The researchers counted 1,660 different stolen credit and debit card accounts, 49 percent of which belonged to victims in the U.S., 12 percent from Italy, and 8 percent from Spain. Of the cards, 1,056 were Visa cards; 447, MasterCard; 81, American Express; 36, Maestro; and 24, Discover. In one case, the botnet stole 30 credit card numbers from a single victim, who turned out to be an agent for an at-home distributed call center.
"It seems that the card numbers were those of customers of the company that the agent was working for, and they were being entered into the call center's central database for order processing," according to the UCSB report.
Next: Are researchers tipping their hand?
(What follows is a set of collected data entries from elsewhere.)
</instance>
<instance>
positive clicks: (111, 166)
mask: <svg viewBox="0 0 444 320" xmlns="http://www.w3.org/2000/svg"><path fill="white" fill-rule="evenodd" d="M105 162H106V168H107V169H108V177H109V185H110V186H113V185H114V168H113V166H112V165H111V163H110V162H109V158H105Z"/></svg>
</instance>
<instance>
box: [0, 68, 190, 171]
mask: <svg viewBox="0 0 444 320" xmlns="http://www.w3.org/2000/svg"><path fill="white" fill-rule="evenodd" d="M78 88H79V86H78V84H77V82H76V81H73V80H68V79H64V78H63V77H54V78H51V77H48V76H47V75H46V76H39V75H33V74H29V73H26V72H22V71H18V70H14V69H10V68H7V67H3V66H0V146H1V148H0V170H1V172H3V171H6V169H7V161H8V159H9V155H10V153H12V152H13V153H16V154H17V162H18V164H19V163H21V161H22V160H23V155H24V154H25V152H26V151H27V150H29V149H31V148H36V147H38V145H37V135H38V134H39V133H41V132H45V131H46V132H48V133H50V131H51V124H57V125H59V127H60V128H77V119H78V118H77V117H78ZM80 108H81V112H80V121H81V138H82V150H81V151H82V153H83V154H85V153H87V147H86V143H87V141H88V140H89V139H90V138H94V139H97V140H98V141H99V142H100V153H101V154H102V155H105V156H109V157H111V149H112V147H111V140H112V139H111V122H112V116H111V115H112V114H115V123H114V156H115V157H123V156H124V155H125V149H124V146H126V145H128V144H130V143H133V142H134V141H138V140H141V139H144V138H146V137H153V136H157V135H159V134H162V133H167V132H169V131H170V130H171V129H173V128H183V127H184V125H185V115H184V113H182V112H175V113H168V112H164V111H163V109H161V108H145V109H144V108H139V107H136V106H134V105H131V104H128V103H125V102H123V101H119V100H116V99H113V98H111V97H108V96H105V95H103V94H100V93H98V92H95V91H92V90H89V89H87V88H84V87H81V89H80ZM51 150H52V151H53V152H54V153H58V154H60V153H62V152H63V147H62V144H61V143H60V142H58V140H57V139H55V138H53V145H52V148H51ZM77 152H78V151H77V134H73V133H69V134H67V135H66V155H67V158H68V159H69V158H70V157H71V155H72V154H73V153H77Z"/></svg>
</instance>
But the researchers' disclosure of details about the botnet and its victims -- naming banks and describing some of the online interests of users victimized by the botnet based on their Webmail messages and online forum posts -- also stirred up debate about whether the researchers gave away too much information about Torpig that could compromise efforts to eventually take the botnet down.
"They definitely did their homework...[but] they have entered into the fray of the healthy debate over what should be disclosed and what should not be," says Sean Brady, senior manager, identity protection and verification for RSA. "This [research] does create a road map...for the [botnet] criminals to fix, and not just for others to exploit."
Among the findings by UCSD was that 38 percent of the credentials Torpig stole were taken from a browser's password manager, not by sniffing a login session.
The researchers found that most of the bots were poorly secured and poorly maintained machines using easily guessed passwords. Some characteristics of the English-speaking victims the researchers found when studying their online posts and Webmail messages: They seek jobs and submit resumes (14 percent of the messages), they are sports fans (6 percent); they study for exams and worry about grades (5 percent); they trade goods online (4 percent); and they look for sex or partners online (4 percent). Only a few of the victims suspected their machine was infected.
What makes the Torpig botnet so unique? "The level of sophistication, the amount of data that it is able to steal, and the fact that it has been active for more than three years is truly remarkable," Stone-Gross says.